El próximo 26 de junio se inaugurará finalmente la ampliación del Canal de Panamá. Esta nueva fecha supone un nuevo retraso en la previsión anunciada por las autoridades del país centroamericano a comienzos de este año, que apuntaron que la inauguración sería en mayo.

El proyecto de ampliación, iniciado en 2007 con un presupuesto global inicial de 5.250 millones de dólares, debía estar listo en octubre de 2014. Sin embargo, las huelgas y el conflicto entre la Autoridad del Canal de Panamá (ACP) y el consorcio constructor, encabezado por la española Sacyr, acabaron retrasando la inauguración.

El Canal tampoco entrará en funcionamiento justo después de la inauguración, aunque se espera que la ampliación esté operativa en una fecha posterior, no muy lejana al 26 de junio.

En estos momentos, el proyecto de ampliación del Canal de Panamá, está ejecutado al 97% y ha consistido en la construcción de dos nuevos complejos de esclusas de tres niveles cada una, con tres tinas de reutilización de agua por nivel, uno en el lado Pacífico y otro en el lado Atlántico.

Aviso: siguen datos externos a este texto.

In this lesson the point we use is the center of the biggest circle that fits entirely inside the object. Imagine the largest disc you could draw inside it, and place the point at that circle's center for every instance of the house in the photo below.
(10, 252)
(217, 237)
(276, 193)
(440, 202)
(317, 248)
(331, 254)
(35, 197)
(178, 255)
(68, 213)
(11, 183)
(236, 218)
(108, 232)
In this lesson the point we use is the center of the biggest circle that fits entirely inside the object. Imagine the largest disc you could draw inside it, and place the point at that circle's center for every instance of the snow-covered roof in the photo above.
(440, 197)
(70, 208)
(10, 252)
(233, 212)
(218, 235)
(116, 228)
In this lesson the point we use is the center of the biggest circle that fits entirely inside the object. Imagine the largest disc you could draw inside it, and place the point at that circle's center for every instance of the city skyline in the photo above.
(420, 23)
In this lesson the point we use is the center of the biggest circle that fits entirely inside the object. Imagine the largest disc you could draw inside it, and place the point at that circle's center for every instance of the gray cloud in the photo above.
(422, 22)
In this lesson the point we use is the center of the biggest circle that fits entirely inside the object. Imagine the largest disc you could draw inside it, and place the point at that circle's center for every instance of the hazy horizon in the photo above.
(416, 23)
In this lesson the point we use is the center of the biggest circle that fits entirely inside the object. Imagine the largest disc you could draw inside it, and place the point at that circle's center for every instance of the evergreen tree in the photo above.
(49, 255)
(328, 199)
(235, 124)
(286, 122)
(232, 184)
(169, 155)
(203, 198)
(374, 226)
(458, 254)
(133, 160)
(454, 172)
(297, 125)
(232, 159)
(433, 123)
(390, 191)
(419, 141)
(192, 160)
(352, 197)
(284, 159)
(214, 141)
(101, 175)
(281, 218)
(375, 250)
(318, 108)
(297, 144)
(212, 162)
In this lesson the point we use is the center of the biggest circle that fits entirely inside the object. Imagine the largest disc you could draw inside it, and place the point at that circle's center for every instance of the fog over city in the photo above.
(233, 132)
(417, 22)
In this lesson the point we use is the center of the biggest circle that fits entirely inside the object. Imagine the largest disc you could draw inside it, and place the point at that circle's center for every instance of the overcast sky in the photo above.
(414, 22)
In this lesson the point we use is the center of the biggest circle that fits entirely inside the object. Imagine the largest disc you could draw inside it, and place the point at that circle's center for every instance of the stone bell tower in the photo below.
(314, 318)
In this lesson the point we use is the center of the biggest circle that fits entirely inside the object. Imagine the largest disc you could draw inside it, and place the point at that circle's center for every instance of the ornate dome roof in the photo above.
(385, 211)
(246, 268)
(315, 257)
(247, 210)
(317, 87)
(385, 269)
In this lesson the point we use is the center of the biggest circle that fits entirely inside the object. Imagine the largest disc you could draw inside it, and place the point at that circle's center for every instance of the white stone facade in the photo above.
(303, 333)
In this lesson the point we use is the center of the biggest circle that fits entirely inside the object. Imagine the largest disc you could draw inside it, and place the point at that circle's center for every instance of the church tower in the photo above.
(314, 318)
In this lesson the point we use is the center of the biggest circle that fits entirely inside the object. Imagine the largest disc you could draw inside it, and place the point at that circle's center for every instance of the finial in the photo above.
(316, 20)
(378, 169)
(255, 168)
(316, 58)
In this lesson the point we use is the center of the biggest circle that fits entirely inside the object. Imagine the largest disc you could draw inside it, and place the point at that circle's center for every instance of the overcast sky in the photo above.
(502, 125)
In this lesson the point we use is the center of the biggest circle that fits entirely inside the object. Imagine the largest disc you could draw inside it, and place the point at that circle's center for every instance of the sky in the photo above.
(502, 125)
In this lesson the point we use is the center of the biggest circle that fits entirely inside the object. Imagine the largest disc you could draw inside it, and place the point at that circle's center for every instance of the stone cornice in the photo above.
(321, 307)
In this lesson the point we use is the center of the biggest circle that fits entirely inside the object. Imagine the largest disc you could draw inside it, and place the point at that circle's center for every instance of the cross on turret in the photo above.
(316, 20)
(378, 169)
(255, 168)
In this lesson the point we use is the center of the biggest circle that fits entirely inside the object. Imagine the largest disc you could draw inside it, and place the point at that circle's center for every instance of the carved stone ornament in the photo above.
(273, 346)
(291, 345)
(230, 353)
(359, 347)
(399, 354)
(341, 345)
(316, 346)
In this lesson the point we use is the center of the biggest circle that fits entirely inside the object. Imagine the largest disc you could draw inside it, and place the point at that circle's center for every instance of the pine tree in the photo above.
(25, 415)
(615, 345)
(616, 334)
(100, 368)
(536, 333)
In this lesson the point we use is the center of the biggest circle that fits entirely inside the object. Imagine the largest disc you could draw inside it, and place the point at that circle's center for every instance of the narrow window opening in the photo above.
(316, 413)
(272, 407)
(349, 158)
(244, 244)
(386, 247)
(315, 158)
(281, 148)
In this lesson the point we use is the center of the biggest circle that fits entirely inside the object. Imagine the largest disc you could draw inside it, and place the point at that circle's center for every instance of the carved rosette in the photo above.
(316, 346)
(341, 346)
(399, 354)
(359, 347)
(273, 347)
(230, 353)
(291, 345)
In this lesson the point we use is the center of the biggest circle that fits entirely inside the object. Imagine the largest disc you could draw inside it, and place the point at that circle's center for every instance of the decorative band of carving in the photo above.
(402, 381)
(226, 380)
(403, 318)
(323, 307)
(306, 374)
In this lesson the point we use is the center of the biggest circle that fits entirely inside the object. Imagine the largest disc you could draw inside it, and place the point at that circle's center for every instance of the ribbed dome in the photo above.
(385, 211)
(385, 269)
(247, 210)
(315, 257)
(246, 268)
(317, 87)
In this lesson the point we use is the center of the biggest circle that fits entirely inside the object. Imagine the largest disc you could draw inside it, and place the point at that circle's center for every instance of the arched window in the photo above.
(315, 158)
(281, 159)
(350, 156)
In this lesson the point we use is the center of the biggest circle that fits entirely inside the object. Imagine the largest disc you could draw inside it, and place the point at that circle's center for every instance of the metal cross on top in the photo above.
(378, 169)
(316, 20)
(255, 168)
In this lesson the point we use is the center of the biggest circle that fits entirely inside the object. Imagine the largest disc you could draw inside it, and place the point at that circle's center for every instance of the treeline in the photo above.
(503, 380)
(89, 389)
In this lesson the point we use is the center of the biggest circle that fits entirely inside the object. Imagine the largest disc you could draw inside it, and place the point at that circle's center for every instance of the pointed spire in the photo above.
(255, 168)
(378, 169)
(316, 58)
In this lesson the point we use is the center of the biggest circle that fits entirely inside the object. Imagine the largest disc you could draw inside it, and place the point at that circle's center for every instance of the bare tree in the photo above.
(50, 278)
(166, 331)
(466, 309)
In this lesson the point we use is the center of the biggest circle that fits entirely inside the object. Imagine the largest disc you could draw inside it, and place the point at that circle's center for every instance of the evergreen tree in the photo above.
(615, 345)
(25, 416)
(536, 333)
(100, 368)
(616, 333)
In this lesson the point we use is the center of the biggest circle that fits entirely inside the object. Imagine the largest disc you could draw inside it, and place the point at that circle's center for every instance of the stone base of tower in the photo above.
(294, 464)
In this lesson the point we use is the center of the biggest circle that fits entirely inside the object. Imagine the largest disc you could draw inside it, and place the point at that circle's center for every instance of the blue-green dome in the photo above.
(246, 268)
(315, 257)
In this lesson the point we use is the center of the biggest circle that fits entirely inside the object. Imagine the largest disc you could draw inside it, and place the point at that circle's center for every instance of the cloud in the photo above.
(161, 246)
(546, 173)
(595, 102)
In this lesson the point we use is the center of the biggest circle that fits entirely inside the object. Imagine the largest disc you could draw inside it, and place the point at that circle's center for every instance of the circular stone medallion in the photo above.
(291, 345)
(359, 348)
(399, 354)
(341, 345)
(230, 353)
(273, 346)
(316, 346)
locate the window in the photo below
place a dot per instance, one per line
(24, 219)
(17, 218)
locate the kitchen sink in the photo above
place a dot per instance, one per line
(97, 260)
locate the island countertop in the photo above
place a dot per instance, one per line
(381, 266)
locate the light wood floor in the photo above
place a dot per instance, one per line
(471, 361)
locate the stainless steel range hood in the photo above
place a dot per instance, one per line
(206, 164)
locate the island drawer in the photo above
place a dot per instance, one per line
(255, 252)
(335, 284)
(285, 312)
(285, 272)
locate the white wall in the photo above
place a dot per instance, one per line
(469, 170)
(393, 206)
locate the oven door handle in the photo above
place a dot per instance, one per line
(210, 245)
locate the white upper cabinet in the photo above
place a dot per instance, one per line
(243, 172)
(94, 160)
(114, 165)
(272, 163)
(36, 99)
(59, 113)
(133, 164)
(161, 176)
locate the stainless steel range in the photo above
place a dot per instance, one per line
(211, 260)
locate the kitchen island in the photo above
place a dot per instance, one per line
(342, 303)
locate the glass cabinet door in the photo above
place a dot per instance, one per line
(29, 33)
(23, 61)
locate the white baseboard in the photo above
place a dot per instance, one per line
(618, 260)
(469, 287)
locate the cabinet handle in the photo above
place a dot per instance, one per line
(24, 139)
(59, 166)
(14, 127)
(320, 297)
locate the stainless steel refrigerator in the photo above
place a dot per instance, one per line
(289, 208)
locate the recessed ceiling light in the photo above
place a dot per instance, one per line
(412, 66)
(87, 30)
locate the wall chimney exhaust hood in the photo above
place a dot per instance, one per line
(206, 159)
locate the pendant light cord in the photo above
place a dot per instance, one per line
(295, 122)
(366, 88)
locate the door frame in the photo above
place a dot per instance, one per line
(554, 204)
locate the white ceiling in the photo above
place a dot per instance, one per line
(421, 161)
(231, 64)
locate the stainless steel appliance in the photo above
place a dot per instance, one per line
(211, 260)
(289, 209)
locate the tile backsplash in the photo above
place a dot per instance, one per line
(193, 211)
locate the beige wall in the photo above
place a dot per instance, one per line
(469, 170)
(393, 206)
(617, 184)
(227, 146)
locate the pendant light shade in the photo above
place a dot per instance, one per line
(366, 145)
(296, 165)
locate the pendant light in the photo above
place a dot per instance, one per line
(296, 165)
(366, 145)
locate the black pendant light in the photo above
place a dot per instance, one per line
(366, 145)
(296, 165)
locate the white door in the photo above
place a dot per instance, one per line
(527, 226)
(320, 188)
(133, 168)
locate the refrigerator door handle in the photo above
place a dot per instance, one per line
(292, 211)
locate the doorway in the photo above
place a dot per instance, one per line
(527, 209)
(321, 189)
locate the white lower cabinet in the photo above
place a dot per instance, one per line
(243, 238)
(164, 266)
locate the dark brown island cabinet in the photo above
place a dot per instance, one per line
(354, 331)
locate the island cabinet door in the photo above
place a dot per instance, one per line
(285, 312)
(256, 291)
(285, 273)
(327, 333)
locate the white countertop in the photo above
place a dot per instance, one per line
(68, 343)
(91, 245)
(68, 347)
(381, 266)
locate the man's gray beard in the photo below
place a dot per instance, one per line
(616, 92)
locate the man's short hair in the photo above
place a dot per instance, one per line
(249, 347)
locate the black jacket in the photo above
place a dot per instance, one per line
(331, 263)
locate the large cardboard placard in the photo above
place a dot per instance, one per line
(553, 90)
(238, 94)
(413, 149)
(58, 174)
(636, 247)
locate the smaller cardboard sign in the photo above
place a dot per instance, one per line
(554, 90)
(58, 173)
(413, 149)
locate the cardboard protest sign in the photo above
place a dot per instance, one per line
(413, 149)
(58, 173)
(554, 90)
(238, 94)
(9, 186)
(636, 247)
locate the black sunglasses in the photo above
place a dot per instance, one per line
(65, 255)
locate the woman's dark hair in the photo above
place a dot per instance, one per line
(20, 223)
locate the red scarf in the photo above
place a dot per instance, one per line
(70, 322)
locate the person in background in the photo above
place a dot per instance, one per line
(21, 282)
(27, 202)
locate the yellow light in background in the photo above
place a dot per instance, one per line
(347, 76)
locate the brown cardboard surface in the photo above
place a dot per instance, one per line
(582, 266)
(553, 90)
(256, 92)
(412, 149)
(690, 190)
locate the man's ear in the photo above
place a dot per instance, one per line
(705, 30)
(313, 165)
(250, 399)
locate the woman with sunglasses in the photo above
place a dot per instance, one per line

El proyecto ha conllevado también el ensanche y profundización de los cauces de navegación existentes del Lago Gatún y de las entradas del mar del Pacífico y del Atlántico, así como la profundización del Corte Culebra. Las nuevas esclusas del Canal de Panamá permitirán el paso de entre 10 y 12 buques Neopanamax, lo que supone unos 40 tránsitos diarios por el Canal.

En la actualidad, sólo los buques de hasta 5.000 TEUs de capacidad pueden transitar por el Canal de Panamá, y con la ampliación de éste, podrá acoger a buques de hasta 14.000 TEUs.

Para aprovechar las posibilidades que se generarán con este proyecto, el Gobierno panameño invertirá en la creación de nuevos puertos. Estos se sumarían en el tráfico internacional de mercancías a las principales terminales portuarias panameñas que operan en la actualidad: Colón, Manzanillo, Cristóbal o Balboa; terminales impulsadas por el Gobierno del país, pero gestionadas por empresas privadas de carácter internacional.

En materia de gestión marítima, Panamá se encuentra en un estadio similar al de la UE, ya que está implantando un proyecto de Ventanilla única Marítima que centralizará las gestiones relativas a la solicitud de servicios. Esto, permitirá el intercambio de la gestión financiera unificada, enlazará a toda la comunidad portuaria y permitirá la integración de los puertos con el sistema logístico nacional.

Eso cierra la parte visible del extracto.